Kabasarnas: Butuh Alat Berat Evakuasi Korban Gempa yang Terjebak Foto: Kabasarnas Marsdya M Syaugi. (Nur Indah/detikcom).

Jakarta – Kabasarnas Marsdya M Syaugi tiba ke Palu, Sulawesi Tengah, meninjau penanganan pasca gempa dan tsunami. Menurutnya, tim SAR membutuhkan alat berat alasannya yakni masih banyak korban yang terjebak reruntuhan bangunan.

“PLN masih belum hidup, telepon masih terbatas, korban cukup banyak,” ujar Syaugi ketika dikonfirmasi detikcom, Sabtu (29/9/2018).

Syaugi siang tadi tiba di Palu bersama rombongan Panglima Tentara Nasional Indonesia Marsekal Hadi Tjahjanto, Menko Polhukam Wiranto, dan Wakapolri Komjen Ari Dono. Saat ini Syaugi berada di Makassar dan esok pagi akan kembali ke Palu.


Syaugi menyatakan, tim SAR dari aneka macam kawasan telah dikerahkan menuju Palu, Donggala dan sekitarnya. Mulai dari tim SAR dari Balikpapan, Banjarmasin, Kendari, dan sejumlah wilayah lainnya.

“Sudah saya berangkatkan semenjak kemarin malam. Karena semalam bandara ditutup jadi lewat laut. Ini sudah mulai berdatangan,” ujar Syaugi.

Dia mengungkapkan, pihaknya sangat membutuhkan alat berat untuk membantu korban yang terjebak. Sebab berdasarkan Syaugi banyak bangunan-bangunan runtuh.

“Yang diharapkan alat berat, ibarat ekskavator. Sebab jika haya pakai manual itu sulit. Itu kan banyak bangunan beton-beton besar ya,” jelasnya.


“Belum dapat penyelamatan alasannya yakni alat berat terbatas. Makara alat berat itu yang kami harapkan,” sambung Syaugi.

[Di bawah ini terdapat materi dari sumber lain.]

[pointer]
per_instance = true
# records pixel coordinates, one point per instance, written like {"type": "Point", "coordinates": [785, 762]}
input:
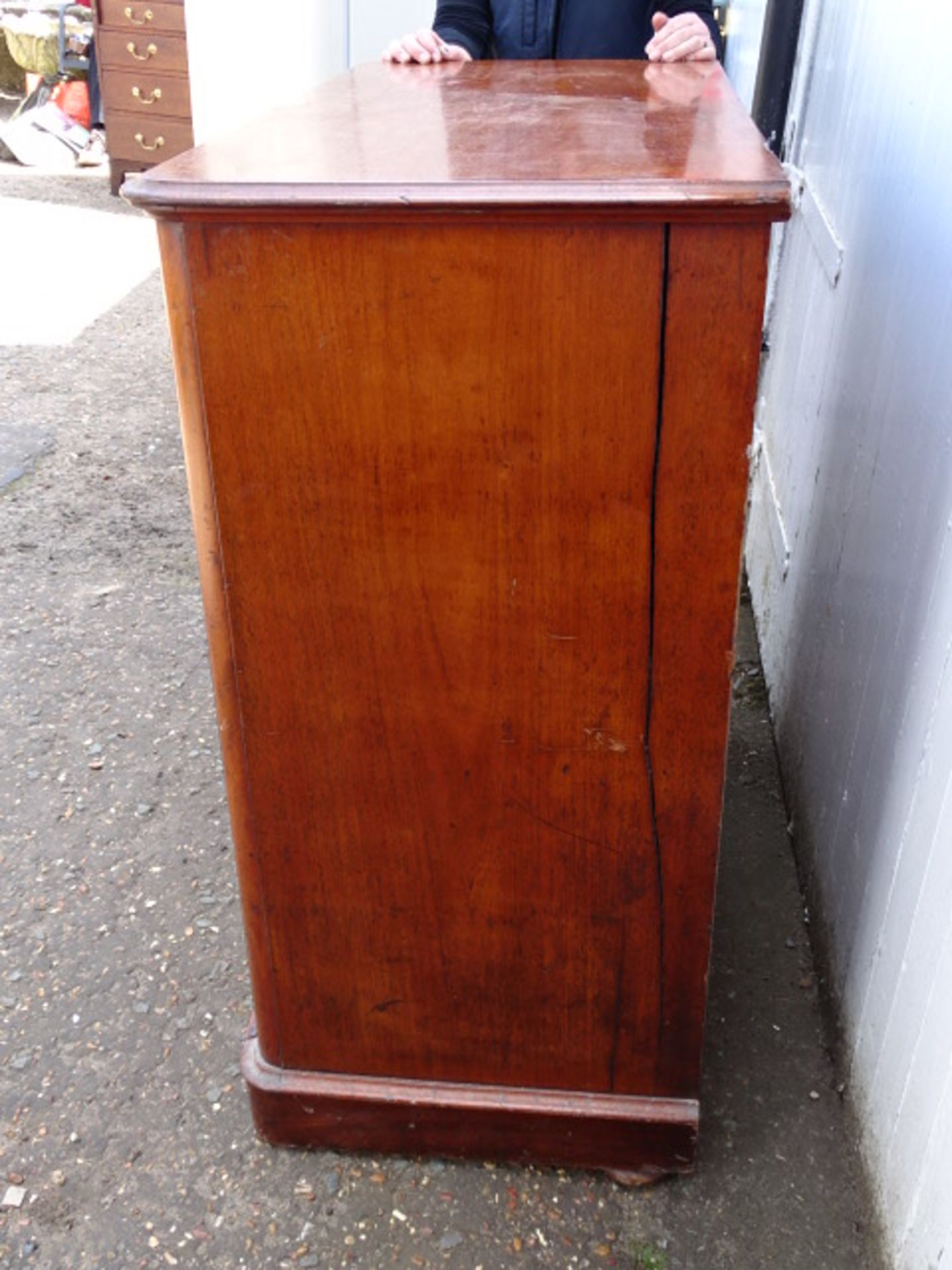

Syaugi menyampaikan susukan ke Donggala masih terputus. Saat ini belum banyak pinjaman dari luar Donggala ke lokasi terdampak cukup parah itu.

“Donggala kita mau ke sana nggak bisa, jalannya terputus. Harus pakai Heli. Saya gres datangkan dari Mataram besok pagi hingga Palu,” sebut Syaugi.